After some time, they established themselves in Phoenix, Arizona, where Sister Doxey opened an academic preschool where she taught for almost 10 years.

Sister Doxey did not have children of her own, but she found joy in her preschool and in teaching seminary. “They all kind of became my own kids,” she said of her students.

Throughout these busy years in Arizona, Brother and Sister Doxey had not given up on having children. They looked into adoption, but the long waiting lists seemed hopeless.

“I started to plan my life as a childless mother, but I never really could do it. I just couldn’t put my heart into it. … I wanted to be a mother,” she said.

Their prayers were answered when Sister Doxey received a phone call from a cousin in Las Vegas. “I have a family for you, a family of five children,” he said. The five children, whose ages ranged from three to eight, had lost their parents and been put into the state’s care.

She traveled to Las Vegas to meet the welfare workers and children. “I just prayed that I could become a mom to them,” she said.
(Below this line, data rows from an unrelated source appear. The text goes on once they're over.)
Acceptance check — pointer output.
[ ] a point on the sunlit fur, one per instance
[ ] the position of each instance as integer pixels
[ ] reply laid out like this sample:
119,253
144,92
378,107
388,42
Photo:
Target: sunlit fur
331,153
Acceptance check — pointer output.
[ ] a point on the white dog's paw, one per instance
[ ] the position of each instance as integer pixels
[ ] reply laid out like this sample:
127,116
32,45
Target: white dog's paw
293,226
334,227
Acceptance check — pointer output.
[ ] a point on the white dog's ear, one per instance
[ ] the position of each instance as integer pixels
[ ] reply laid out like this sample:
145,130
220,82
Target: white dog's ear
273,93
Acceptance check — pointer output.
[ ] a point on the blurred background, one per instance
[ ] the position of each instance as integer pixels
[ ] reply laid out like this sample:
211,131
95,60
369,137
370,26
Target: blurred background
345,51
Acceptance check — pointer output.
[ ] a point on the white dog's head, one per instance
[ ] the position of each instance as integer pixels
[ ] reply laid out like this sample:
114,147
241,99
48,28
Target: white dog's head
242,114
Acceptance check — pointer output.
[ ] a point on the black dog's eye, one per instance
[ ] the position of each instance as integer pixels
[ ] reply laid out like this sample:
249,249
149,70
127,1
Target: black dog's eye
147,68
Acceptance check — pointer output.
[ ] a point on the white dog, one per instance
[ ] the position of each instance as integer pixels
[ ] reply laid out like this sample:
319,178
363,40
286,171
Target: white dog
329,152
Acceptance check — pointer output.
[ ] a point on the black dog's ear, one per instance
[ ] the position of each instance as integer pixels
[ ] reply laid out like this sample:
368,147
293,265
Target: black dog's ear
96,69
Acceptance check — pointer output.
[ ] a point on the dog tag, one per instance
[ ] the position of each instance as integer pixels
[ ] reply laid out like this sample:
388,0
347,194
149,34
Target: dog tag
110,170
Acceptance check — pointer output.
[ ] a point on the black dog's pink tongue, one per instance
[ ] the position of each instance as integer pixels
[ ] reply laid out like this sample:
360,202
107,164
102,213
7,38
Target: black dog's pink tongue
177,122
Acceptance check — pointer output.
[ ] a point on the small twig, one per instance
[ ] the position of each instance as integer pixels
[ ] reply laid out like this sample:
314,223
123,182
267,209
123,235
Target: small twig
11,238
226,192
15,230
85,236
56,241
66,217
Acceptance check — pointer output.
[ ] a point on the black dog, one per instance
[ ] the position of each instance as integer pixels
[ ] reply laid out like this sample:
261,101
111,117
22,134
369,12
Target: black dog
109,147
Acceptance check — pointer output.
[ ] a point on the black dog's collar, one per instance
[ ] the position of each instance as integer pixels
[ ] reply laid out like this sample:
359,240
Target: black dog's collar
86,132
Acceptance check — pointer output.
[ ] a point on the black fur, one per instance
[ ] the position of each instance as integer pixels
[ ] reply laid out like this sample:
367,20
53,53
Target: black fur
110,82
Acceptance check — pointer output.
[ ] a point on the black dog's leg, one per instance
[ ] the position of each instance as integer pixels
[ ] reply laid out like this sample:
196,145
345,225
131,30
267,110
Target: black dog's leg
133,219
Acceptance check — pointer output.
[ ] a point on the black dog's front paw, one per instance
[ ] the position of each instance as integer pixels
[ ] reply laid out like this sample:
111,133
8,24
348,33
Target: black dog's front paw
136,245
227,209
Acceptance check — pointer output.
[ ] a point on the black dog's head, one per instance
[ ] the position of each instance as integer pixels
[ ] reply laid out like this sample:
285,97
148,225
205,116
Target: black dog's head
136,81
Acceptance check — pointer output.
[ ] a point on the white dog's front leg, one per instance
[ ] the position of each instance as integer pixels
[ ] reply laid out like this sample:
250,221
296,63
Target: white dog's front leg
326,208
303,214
A week later, Brother and Sister Doxey welcomed the children into their family. “There is no doubt in my mind that these children were meant to come to our home,” Sister Doxey said. She taught two more years at her preschool—with five new students—then stopped to become a full-time mother.
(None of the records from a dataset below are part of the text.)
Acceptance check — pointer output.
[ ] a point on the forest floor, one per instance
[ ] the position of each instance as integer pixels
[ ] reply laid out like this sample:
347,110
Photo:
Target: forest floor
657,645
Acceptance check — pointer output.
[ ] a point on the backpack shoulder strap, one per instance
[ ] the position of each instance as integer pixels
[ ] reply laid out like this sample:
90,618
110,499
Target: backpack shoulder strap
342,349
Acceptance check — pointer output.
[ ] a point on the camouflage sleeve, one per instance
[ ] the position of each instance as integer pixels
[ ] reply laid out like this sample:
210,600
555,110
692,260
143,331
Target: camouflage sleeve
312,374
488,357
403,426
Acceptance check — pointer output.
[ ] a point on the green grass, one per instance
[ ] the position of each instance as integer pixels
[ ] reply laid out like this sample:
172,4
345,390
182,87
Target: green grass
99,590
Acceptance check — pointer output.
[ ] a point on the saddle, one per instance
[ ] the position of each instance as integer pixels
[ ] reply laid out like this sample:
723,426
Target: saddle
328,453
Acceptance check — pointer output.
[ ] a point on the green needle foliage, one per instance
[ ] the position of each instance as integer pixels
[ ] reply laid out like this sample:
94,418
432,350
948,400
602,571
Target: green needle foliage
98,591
“Like every family, we’ve had challenges we’ve had to face,” Sister Doxey said. During hard times, she was grateful for her experience as a teacher. It prepared her to educate her own children. “I gave seminary lessons to my kids before they went to school.”
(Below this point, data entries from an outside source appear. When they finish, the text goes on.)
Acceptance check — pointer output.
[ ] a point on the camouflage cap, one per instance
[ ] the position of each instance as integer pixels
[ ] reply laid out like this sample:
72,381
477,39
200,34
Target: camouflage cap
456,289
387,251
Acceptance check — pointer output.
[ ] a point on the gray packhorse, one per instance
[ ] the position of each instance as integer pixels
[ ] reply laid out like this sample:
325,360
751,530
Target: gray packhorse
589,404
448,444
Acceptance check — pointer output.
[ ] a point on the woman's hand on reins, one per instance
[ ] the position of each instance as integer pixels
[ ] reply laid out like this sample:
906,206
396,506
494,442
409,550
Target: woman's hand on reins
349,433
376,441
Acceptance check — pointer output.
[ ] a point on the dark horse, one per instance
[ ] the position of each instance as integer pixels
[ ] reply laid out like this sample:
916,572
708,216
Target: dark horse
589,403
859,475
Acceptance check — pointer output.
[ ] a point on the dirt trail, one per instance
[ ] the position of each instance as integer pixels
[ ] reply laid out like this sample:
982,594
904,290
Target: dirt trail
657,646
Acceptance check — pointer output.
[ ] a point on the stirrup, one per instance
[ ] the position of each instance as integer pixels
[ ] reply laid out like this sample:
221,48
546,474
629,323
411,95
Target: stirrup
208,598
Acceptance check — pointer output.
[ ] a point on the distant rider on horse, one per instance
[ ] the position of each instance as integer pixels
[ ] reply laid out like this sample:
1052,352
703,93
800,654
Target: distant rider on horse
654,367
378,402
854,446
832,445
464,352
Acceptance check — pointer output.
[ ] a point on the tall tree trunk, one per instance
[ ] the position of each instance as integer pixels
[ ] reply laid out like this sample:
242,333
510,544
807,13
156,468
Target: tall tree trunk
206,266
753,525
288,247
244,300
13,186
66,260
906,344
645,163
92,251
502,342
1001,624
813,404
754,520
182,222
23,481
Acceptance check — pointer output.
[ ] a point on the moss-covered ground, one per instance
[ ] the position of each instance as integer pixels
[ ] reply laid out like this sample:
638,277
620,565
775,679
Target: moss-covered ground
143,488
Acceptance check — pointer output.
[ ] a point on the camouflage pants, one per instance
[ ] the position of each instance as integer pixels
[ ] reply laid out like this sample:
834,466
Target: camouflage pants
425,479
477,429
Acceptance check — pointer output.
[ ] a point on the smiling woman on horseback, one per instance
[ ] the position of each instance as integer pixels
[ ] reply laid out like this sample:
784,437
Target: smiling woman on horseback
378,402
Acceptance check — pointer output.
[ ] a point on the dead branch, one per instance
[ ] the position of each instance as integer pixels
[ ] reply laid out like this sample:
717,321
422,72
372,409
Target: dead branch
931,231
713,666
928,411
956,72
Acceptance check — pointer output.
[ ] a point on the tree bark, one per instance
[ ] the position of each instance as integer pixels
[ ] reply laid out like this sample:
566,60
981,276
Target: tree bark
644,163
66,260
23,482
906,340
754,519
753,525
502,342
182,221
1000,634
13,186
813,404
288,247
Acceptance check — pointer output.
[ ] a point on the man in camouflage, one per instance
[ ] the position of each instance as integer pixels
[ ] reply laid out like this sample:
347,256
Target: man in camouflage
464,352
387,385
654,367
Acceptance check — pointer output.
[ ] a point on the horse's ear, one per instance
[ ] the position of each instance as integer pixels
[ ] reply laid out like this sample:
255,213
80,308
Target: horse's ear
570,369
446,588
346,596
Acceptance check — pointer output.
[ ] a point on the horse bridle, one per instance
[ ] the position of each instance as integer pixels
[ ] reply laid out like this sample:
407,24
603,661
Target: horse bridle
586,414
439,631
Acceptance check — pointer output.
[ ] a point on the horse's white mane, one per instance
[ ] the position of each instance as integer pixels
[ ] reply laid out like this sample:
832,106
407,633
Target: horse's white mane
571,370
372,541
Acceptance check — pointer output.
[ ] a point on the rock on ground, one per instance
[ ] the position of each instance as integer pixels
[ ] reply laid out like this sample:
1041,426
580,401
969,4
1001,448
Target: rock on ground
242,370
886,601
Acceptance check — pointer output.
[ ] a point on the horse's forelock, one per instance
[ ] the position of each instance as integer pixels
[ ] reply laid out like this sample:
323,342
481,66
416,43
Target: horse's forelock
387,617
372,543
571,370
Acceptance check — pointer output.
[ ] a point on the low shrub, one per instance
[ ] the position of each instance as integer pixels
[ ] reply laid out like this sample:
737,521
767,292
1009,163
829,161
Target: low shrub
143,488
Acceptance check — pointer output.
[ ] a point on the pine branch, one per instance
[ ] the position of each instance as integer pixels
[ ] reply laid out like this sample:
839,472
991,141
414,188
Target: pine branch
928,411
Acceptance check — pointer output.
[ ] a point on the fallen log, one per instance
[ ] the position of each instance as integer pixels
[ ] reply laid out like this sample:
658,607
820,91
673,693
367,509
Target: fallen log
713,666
Wanting to do something special for her seminary students in Hawaii, Sister Doxey wrote a 10-act musical pageant based on the Book of Mormon. The pageant has been performed in Chicago, Mexico City, several times in Phoenix, and was even translated into Portuguese to be performed in Curitiba, Brazil.

Miraculously, Sister Doxey’s husband received a kidney from their son-in-law. Brother Doxey has had the kidney for 11 years.

As the 2015 Arizona State Mother of the Year for American Mothers Inc., Sister Doxey is grateful to be a parent. “Children are the most wonderful thing in the world to have,” she said.